I think a lot of the other pieces, I mean, the foundational AI is driving, is enabling the agentic layer. I agree that the, you know, by and large, the foundational models, I mean, ones ahead, ones not, but I think for the sake argument, you could say they’re generally equal. And now you’re dealing with the real differentiator relative to conventional software stacks is that agentic layer. And it’s interesting to focus on how different that is, what responsibility we’re giving it, what expectations we have of it, and where the failure modes are. Because there are failure modes relative to the conventional software. It’s interesting to think about. Clearly, there’s failure modes for conventional software as well. I think one of the differentiating things is the probabilistic nature of agents where they give you enormous breadth, meaning you could specify much less, right? The big bottleneck in conventional systems is I have to specify every little corner case in tremendous detail. I have to anticipate it. With LLM driven agents, you don’t have to do as much of that. They’re more autonomous in their ability to work through a problem where you’re not doing that enormous amount of specification and then coding.

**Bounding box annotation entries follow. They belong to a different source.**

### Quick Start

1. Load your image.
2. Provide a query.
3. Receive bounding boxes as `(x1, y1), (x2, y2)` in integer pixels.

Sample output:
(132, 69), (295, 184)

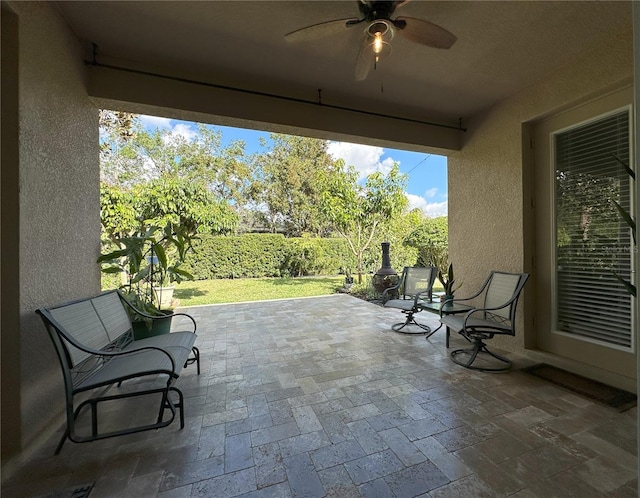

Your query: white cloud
(171, 123), (199, 142)
(327, 142), (399, 178)
(140, 114), (171, 129)
(424, 187), (438, 199)
(405, 194), (447, 218)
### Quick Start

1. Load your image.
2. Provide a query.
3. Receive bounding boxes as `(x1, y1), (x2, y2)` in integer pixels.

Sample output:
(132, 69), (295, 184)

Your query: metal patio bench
(36, 291), (200, 455)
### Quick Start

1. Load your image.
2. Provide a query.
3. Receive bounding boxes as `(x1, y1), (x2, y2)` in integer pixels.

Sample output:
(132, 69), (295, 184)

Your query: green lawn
(174, 275), (442, 306)
(174, 276), (344, 306)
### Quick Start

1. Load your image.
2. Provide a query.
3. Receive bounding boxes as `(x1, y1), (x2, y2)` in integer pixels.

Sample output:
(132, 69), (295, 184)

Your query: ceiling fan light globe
(369, 40), (393, 62)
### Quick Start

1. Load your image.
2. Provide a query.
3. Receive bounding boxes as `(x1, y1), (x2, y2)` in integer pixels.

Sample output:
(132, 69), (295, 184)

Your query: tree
(100, 174), (238, 242)
(252, 134), (334, 237)
(319, 160), (407, 283)
(100, 115), (251, 208)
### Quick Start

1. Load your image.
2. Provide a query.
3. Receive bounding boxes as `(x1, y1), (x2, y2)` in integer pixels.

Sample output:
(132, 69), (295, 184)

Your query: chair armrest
(170, 313), (198, 334)
(413, 289), (433, 306)
(382, 279), (402, 304)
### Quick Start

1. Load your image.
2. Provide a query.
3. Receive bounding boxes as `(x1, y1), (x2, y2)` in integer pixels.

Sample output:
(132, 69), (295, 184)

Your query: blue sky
(140, 116), (447, 217)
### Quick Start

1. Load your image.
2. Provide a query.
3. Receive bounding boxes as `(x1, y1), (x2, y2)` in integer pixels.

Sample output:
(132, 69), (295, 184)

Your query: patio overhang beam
(88, 64), (464, 155)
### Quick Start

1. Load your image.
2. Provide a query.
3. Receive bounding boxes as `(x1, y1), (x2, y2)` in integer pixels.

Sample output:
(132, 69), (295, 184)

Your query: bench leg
(54, 427), (69, 455)
(184, 346), (200, 375)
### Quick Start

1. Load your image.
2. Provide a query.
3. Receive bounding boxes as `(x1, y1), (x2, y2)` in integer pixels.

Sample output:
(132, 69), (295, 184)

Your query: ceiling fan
(285, 0), (457, 81)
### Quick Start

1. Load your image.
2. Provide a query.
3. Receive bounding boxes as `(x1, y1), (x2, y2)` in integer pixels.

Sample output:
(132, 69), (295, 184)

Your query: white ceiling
(57, 0), (631, 128)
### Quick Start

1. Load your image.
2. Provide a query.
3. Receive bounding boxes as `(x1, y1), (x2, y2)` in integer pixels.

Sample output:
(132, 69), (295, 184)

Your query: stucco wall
(448, 26), (633, 351)
(7, 2), (100, 460)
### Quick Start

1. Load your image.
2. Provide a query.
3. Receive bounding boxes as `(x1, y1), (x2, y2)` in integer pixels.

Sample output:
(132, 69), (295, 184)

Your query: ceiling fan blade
(356, 35), (374, 81)
(394, 17), (458, 49)
(284, 18), (361, 42)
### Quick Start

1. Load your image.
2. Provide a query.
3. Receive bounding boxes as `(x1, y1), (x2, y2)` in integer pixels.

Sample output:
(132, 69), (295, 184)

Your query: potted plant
(438, 263), (455, 303)
(98, 227), (193, 339)
(344, 268), (353, 290)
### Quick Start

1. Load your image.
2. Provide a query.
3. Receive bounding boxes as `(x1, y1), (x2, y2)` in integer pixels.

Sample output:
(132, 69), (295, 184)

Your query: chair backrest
(401, 266), (438, 301)
(484, 271), (529, 324)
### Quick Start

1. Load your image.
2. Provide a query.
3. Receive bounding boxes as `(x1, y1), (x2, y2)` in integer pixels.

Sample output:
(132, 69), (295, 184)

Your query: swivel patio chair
(382, 266), (438, 334)
(440, 271), (529, 372)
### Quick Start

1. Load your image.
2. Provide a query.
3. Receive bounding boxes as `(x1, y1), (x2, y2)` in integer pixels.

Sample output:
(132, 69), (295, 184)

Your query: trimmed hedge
(183, 234), (355, 280)
(182, 233), (417, 280)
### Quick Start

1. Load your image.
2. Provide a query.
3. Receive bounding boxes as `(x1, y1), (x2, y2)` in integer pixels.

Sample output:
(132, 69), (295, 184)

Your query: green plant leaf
(611, 200), (636, 244)
(611, 271), (637, 297)
(102, 266), (124, 273)
(611, 152), (636, 180)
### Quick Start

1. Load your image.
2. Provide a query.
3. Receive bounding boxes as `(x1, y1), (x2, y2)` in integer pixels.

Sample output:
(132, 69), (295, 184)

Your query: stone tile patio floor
(2, 295), (638, 498)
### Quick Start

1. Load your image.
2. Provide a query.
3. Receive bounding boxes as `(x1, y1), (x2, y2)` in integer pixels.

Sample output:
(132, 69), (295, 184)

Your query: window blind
(554, 110), (635, 348)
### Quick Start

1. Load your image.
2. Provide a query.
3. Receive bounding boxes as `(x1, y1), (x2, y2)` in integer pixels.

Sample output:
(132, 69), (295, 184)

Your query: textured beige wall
(448, 25), (633, 366)
(2, 2), (100, 460)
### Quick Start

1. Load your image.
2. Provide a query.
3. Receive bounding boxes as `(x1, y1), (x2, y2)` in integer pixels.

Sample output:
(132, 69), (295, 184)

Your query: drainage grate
(35, 482), (95, 498)
(522, 363), (637, 412)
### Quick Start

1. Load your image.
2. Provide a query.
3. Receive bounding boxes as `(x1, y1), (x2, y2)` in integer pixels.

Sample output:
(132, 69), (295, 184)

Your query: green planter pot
(131, 311), (173, 340)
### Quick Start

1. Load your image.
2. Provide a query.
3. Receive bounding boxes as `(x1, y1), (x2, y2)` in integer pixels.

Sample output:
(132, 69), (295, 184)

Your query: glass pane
(554, 111), (633, 346)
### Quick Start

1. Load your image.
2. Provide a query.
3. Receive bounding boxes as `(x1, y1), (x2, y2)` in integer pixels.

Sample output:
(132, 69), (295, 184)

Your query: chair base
(391, 314), (431, 334)
(450, 339), (512, 372)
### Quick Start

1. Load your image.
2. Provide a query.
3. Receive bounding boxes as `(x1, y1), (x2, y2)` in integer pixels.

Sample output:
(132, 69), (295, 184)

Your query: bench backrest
(38, 291), (133, 368)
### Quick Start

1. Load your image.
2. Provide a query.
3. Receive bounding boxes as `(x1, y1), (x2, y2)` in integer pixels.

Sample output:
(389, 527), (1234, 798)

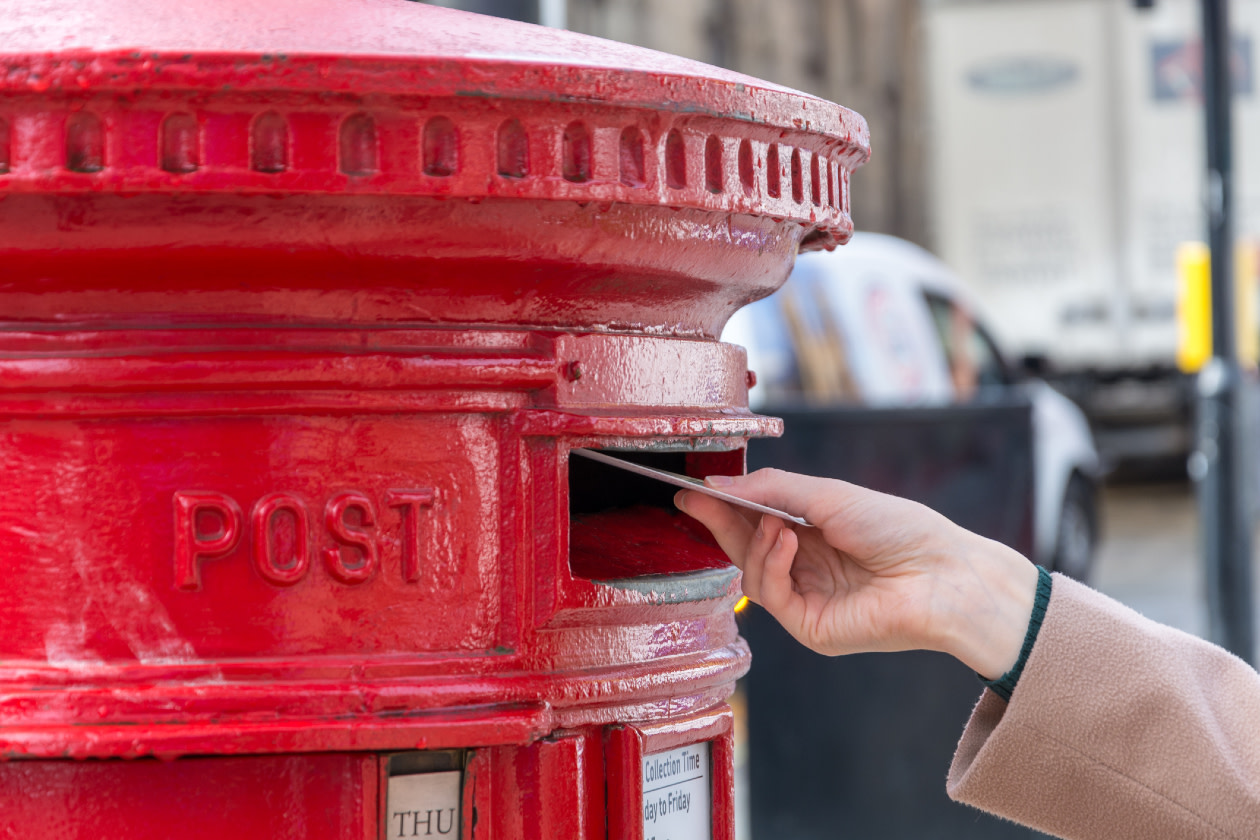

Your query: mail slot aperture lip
(568, 450), (743, 592)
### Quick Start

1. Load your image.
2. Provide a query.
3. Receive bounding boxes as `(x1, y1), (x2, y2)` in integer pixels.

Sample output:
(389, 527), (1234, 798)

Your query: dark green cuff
(980, 565), (1052, 701)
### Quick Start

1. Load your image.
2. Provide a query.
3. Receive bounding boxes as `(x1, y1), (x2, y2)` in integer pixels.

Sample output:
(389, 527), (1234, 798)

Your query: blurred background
(428, 0), (1260, 840)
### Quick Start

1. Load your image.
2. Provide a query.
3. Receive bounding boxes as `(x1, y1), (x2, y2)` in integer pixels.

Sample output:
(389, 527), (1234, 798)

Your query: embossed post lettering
(386, 490), (433, 583)
(324, 492), (381, 583)
(249, 492), (311, 587)
(174, 490), (244, 589)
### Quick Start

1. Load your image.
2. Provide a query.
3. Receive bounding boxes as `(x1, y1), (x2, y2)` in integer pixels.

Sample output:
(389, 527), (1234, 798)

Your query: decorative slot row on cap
(809, 155), (823, 207)
(740, 137), (757, 195)
(7, 102), (847, 226)
(619, 126), (648, 188)
(338, 113), (381, 178)
(665, 128), (687, 190)
(496, 120), (529, 178)
(766, 142), (782, 198)
(66, 111), (105, 173)
(561, 122), (591, 184)
(161, 113), (202, 175)
(791, 149), (805, 204)
(249, 111), (289, 175)
(704, 135), (725, 194)
(422, 117), (460, 178)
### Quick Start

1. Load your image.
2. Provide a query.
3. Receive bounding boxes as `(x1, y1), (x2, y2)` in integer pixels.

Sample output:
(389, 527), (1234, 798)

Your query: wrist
(937, 534), (1037, 680)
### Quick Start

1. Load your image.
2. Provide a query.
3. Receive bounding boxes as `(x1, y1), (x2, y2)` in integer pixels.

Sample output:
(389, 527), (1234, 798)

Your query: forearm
(924, 529), (1037, 680)
(949, 576), (1260, 840)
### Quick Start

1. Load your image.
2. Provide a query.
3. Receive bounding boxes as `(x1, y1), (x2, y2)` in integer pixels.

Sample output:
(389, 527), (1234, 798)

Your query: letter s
(324, 492), (381, 583)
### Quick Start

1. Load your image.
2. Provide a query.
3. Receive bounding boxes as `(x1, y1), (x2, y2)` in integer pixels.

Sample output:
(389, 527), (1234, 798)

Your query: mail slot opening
(568, 450), (743, 581)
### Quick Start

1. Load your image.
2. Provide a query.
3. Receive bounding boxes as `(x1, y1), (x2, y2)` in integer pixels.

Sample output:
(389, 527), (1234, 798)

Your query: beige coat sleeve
(948, 576), (1260, 840)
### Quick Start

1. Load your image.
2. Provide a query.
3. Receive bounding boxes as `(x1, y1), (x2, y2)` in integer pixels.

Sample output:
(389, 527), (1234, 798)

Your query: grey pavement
(1092, 482), (1260, 637)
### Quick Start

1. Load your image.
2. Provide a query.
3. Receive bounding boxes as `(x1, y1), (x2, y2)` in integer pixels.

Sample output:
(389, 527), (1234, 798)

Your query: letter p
(174, 491), (244, 591)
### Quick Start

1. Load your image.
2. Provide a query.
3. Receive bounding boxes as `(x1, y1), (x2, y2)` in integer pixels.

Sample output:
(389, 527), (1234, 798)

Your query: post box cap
(0, 0), (869, 335)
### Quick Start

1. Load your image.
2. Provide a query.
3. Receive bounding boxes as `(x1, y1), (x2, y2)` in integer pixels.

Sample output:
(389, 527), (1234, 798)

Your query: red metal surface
(0, 0), (867, 840)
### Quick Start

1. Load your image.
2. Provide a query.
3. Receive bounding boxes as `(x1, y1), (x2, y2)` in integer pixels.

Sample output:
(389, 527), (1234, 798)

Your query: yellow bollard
(1177, 242), (1260, 373)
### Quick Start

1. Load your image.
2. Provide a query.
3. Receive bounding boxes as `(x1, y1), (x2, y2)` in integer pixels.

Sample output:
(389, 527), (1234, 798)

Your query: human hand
(675, 470), (1037, 679)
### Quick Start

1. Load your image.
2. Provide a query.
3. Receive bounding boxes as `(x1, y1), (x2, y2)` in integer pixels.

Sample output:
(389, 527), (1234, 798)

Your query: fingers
(706, 470), (857, 524)
(674, 490), (753, 569)
(743, 515), (791, 606)
(759, 519), (801, 622)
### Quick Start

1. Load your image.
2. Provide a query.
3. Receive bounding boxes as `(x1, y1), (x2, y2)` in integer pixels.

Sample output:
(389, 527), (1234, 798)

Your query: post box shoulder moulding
(0, 0), (868, 840)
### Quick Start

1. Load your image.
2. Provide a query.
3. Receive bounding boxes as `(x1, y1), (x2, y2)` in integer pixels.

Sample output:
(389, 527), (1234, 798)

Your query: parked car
(722, 233), (1100, 579)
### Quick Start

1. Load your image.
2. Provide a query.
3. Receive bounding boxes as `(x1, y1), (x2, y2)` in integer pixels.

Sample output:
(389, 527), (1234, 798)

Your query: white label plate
(386, 769), (464, 840)
(643, 743), (713, 840)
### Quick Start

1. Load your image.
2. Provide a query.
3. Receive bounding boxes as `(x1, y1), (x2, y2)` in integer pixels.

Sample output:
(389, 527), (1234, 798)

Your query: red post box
(0, 0), (868, 840)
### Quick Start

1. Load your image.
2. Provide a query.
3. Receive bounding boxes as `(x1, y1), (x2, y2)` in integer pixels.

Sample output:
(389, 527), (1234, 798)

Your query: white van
(722, 233), (1100, 579)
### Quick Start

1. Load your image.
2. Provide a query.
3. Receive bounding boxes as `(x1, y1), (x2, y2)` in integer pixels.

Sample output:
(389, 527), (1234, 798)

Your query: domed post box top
(0, 0), (868, 338)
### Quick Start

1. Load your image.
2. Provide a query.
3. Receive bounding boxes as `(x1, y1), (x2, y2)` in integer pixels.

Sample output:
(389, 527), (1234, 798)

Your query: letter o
(249, 492), (311, 587)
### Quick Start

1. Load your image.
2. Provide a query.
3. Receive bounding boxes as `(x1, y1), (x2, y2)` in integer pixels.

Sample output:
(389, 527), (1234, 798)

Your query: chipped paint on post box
(0, 0), (868, 840)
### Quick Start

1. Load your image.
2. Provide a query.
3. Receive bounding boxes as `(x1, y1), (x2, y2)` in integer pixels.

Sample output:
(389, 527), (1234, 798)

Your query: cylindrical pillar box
(0, 0), (867, 840)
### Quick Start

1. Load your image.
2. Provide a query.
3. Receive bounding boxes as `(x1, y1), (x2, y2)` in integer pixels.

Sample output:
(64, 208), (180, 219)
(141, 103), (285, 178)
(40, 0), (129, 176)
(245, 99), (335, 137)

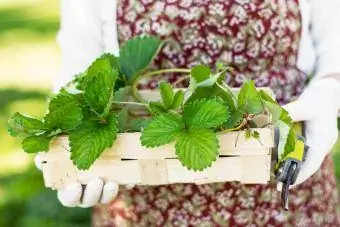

At the same time, for low tolerance applications, that’s a real issue. And how you manage and guardrail that, like, that’s where all the differences, I think, relative to conventional systems.
Jeff McMillan
I think that’s right. And I think two points, you know, so what do you do about that? Number one, you have to have robust evaluation frameworks. Right? And that means that means your engineers are doing testing. It means your business people are doing testing because those corner cases are what kill you. Right? And and and that’s number one and number two you that observability piece is really important too. Right? You need a mechanism that is independently judging the quality of the output And by the way, that could be, you know, in some cases, you know, you might have two LLMs and a human. You might have a human and an LLM. Right? There’s there’s a whole bunch of different ways you can do it. But I often say that, like, AI can help you manage the AI, but you have to be very clever. And it is an architectural problem too. She got context window sizes, and and, I mean, there’s a whole bunch of issues that are really infrastructure related.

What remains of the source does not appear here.